Precisamente la ONU fue escenario, el pasado día 22 de septiembre, de la tensa relación pública entre ambas potencias. En la asamblea telemática realizada en las Naciones Unidas, Donald Trump, volvió a complicar las relaciones con el gobierno chino al acusarlo de infectar el mundo. La frase que utilizó fue: «En los primeros días del virus, China prohibió los viajes dentro del país mientras permitía que los vuelos abandonaran China e infectaran al mundo».

Curioso el argumento ya que si China dejó que aviones abandonasen el país para infectar el resto de los países hay que recordar que el gobierno estadounidense decidió no aplicar ninguna medida restrictiva hasta que fue tarde para sus ciudadanos. Trump puede incluirse en ese grupo de jefes de Estado que subestimaron la pandemia o simplemente, a pesar de las muertes provocadas, no tomó ninguna medida para atajarla lo más pronto posible.

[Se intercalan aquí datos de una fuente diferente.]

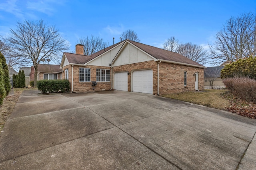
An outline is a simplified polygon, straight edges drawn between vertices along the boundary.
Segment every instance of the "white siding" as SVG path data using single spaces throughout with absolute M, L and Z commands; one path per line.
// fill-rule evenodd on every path
M 87 65 L 109 66 L 109 64 L 111 63 L 114 58 L 116 57 L 116 54 L 119 51 L 123 44 L 123 43 L 122 43 L 115 47 L 108 52 L 102 55 L 92 61 L 88 63 Z
M 133 45 L 127 44 L 117 56 L 112 66 L 148 61 L 154 59 Z

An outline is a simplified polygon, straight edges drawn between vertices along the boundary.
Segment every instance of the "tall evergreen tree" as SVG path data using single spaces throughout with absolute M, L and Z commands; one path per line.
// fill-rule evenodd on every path
M 19 84 L 19 79 L 20 79 L 20 74 L 21 74 L 21 71 L 20 70 L 19 71 L 19 72 L 18 73 L 18 75 L 16 77 L 16 82 L 15 84 L 15 86 L 16 88 L 20 88 L 20 86 Z
M 12 86 L 15 88 L 16 88 L 16 82 L 17 82 L 17 76 L 18 75 L 13 74 L 12 75 Z
M 6 64 L 6 61 L 4 56 L 0 52 L 0 58 L 2 60 L 2 65 L 4 73 L 4 88 L 5 88 L 6 96 L 8 95 L 9 92 L 11 91 L 11 84 L 10 82 L 10 78 L 9 77 L 9 70 L 8 70 L 8 65 Z
M 4 72 L 2 65 L 2 60 L 0 58 L 0 105 L 3 104 L 4 99 L 6 96 L 6 92 L 4 88 Z

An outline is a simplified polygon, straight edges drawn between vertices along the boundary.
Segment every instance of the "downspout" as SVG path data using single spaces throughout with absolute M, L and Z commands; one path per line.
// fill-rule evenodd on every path
M 73 67 L 74 66 L 74 64 L 72 65 L 72 71 L 71 72 L 72 72 L 72 93 L 73 93 L 73 91 L 74 90 L 74 86 L 73 86 Z
M 113 67 L 111 66 L 111 64 L 109 64 L 109 66 L 111 68 L 111 88 L 110 90 L 113 89 Z
M 162 61 L 157 63 L 157 95 L 159 96 L 159 63 Z

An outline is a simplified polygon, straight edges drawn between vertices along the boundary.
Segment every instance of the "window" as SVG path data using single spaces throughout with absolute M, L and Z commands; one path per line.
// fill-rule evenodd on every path
M 79 68 L 79 82 L 90 82 L 90 70 L 88 68 Z
M 184 86 L 187 86 L 187 72 L 184 72 Z
M 56 74 L 44 74 L 44 80 L 57 80 L 58 75 Z
M 65 70 L 65 79 L 68 80 L 68 69 Z
M 105 69 L 96 69 L 96 81 L 97 82 L 110 82 L 110 70 Z

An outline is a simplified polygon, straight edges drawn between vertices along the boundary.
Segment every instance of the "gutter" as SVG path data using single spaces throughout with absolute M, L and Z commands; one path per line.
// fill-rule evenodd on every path
M 200 68 L 206 68 L 206 67 L 205 67 L 204 66 L 198 66 L 198 65 L 197 65 L 192 64 L 191 64 L 184 63 L 183 63 L 177 62 L 176 61 L 170 61 L 169 60 L 160 59 L 160 60 L 159 60 L 159 61 L 162 61 L 163 62 L 164 62 L 164 63 L 172 63 L 172 64 L 177 64 L 183 65 L 188 66 L 191 66 L 195 67 Z
M 111 68 L 111 88 L 110 90 L 113 89 L 113 67 L 111 66 L 111 64 L 109 64 L 109 66 Z
M 74 90 L 74 85 L 73 85 L 73 67 L 74 66 L 74 64 L 72 65 L 72 92 L 73 93 L 73 91 Z
M 162 61 L 161 60 L 157 63 L 157 95 L 159 96 L 159 63 Z

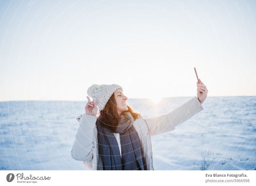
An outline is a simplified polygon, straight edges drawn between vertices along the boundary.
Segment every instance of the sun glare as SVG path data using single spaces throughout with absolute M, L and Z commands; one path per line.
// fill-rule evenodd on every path
M 162 100 L 162 97 L 154 97 L 149 98 L 150 100 L 155 104 L 158 103 Z

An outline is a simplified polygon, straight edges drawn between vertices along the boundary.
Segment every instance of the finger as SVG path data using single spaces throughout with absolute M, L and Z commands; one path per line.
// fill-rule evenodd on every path
M 92 104 L 91 104 L 90 103 L 87 103 L 87 105 L 89 105 L 89 106 L 92 106 L 92 107 L 93 107 L 93 105 Z
M 201 81 L 201 79 L 199 79 L 199 81 L 200 81 L 200 82 L 201 83 L 201 84 L 203 84 L 203 85 L 204 85 L 204 83 L 203 82 L 203 81 Z
M 88 97 L 88 96 L 86 96 L 86 97 L 87 97 L 87 99 L 88 100 L 88 103 L 92 103 L 92 101 L 91 101 L 91 99 L 90 99 L 90 98 L 89 97 Z
M 96 102 L 95 102 L 95 105 L 97 106 L 99 104 L 99 100 L 98 99 L 96 100 Z
M 207 93 L 207 92 L 206 92 L 206 91 L 205 91 L 204 90 L 203 90 L 203 89 L 199 89 L 199 90 L 201 92 L 202 92 L 203 93 L 204 92 L 205 92 L 205 93 Z

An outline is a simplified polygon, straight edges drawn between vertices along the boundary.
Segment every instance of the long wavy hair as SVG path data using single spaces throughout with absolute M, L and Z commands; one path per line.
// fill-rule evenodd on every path
M 124 112 L 130 112 L 134 118 L 134 120 L 139 116 L 141 115 L 141 113 L 134 112 L 128 105 L 127 107 L 128 110 Z M 120 119 L 121 116 L 118 116 L 117 113 L 116 103 L 115 98 L 115 94 L 113 93 L 105 107 L 103 110 L 100 111 L 98 119 L 102 122 L 104 126 L 110 128 L 112 132 L 114 132 Z

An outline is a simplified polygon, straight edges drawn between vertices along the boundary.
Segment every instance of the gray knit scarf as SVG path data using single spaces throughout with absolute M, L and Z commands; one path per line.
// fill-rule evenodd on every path
M 103 170 L 145 170 L 140 139 L 133 125 L 134 121 L 130 112 L 123 112 L 121 121 L 114 132 L 120 134 L 121 158 L 118 143 L 113 133 L 97 119 L 99 153 L 102 160 Z

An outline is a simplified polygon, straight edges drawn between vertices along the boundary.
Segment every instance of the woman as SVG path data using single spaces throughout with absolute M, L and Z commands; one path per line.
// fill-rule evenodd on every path
M 204 110 L 208 90 L 199 79 L 197 96 L 172 112 L 144 119 L 115 84 L 92 85 L 71 155 L 93 170 L 154 170 L 150 136 L 174 130 Z M 96 117 L 98 106 L 99 115 Z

En su intervención en la ONU, Trump aprovechó para volver a acusar a la Organización Mundial del Comercio (OMS) de estar controlada por el gobierno asiático y terminó solicitando a las Naciones Unidas medidas contra China para que rinda cuentas por sus actos. Uno no sabe si reír o llorar. Si EEUU tuviese que rendir cuentas por las acciones a nivel internacional que lleva a cabo y terminan repercutiendo negativamente al resto de países del mundo, no terminarían de declarar hasta 2050. Aún estamos esperando que rindan cuentas del engaño de las armas de destrucción masivas que supuestamente tenía el gobierno de Sadam Husein.

No pudo haber respuesta de Xi Jinping en esa asamblea ya que el vídeo estaba grabado previamente. Sin embargo, frente al discurso unilateral estadounidense, el presidente chino planteó el multilateralismo como solución a los problemas globales indicando que «ningún país tiene el derecho de decidir por sí solo los asuntos internacionales, dominar el destino de otros, ni monopolizar las ventajas de desarrollo (…) Menos aún se le debe permitir actuar a su antojo en el plano internacional, jactándose de su hegemonía, matonería y prepotencia». Un mensaje claro al gabinete Trump.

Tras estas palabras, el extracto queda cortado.